The Privacy and Civil Liberties Oversight Board (PCLOB) is examining whether the National Security Agency (NSA) surveillance program oversteps constitutional boundaries.
The board’s job is to review proposed and existing legislation and how laws are put into practice. It also intends to make sure privacy and civil liberties are considered and protected.
The NSA’s actions have been under scrutiny since Edward Snowden leaked information about its foreign and domestic spying last year, but the oversight board had been in operation for years before the Snowden incident.
The board was established on the advice of the 9/11 Commission. On Thursday it held its third open discussion of the program since the June 2013 leaks, inviting experts and the public to comment.
Speakers were cautioned not to inadvertently confirm leaked classified information in their testimony.
According to Wednesday’s expert testimony, the NSA overstepped its legal mandate.
Defenders of the agency, like President Barack Obama and Sen. Dianne Feinstein, chair of the Intelligence Committee, said it is acting within the law and uses data to prevent terrorist attacks.
Section 702 of the FISA Amendments Act (FAA), or the Foreign Intelligence Surveillance Act authorizes the “targeting of persons reasonably believed to be located outside the United States to acquire foreign intelligence information,” according to the act. But it is used far more broadly than it should be, according to testimony Wednesday.
Rachel Levinson-Waldman, counsel for Liberty and National Security Program of the Brennan Center for Justice, faulted the agency for intercepting communications “about” foreign terrorists and their organizations. She said this could include Americans commenting on a news story about al-Qaeda or the trial of an accused terrorist.
Levinson-Waldman said the NSA and its so-called upstream collection violate American’s civil liberties and privacy.
The American Civil Liberties Union (ACLU) is suing to stop the program, in Amnesty International USA v. Clapper and United States v. Muhtorov.
Jameel Jaffer of the ACLU said the law that justifies NSA domestic spying and the way it is applied is unconstitutional. “The statute violates the Fourth Amendment because it permits the government to conduct large-scale warrantless surveillance of Americans’ international communications—communications in which Americans have a reasonable expectation of privacy.” Jaffer is deputy legal director of the ACLU Foundation.
He said the government collecting information en masse is exactly the kind of abuse the Fourth Amendment was written to forbid. “Americans have a constitutionally protected privacy interest in the content of their telephone calls and emails.
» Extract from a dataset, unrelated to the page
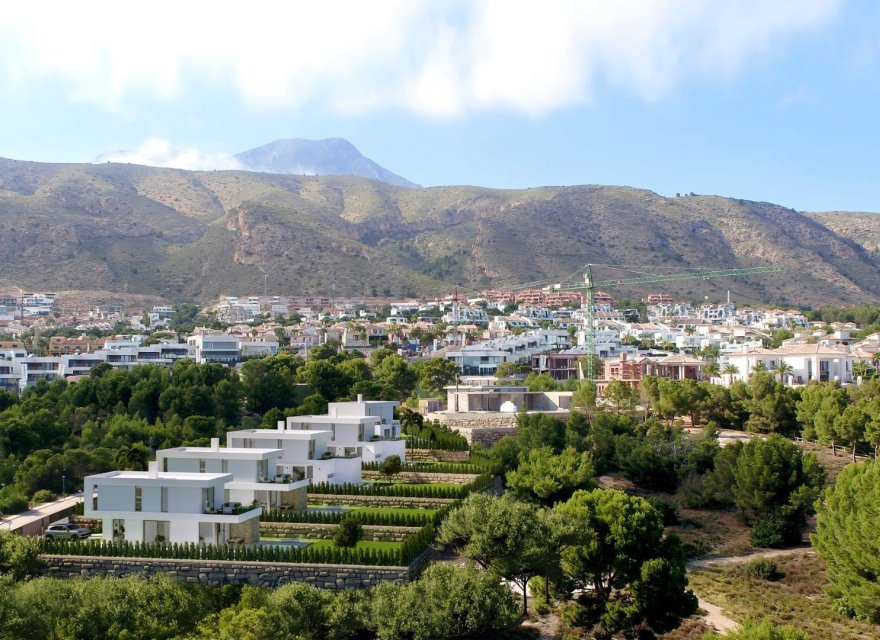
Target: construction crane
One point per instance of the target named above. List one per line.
(589, 285)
This expectation of privacy extends not just to domestic communications but to international communications as well,” said Jaffer.
The public discussion Wednesday was meant to guide the oversight board on what it should tell the NSA to do differently, and what legislative changes should be made. Congress would be responsible for making the changes.
The board is part of the executive branch. It was established during the Bush administration, and is required to have members from both parties and to be nonpartisan. It’s mandate is to “review and analyze actions the executive branch takes to protect the Nation from terrorism, ensuring the need for such actions is balanced with the need to protect privacy and civil liberties, and to ensure that liberty concerns are appropriately considered,” according to its website.
Respect Americans’ Privacy
The board’s focus Wednesday was on domestic spying, but it did ask one expert to weigh whether NSA’s foreign spying is acceptable.
The United States may spy on citizens of other countries without breaking the law or harming them, according to Eric A. Posner of the University of Chicago Law School. He was asked to say whether NSA spying abroad violated human rights or international law. He said it does not. However, “the case for requiring the U.S. government to respect the privacy of Americans is greater than the case for requiring it to respect the privacy of foreigners because the U.S. government has coercive power over Americans, while it almost never does over foreigners,” said Posner in his testimony.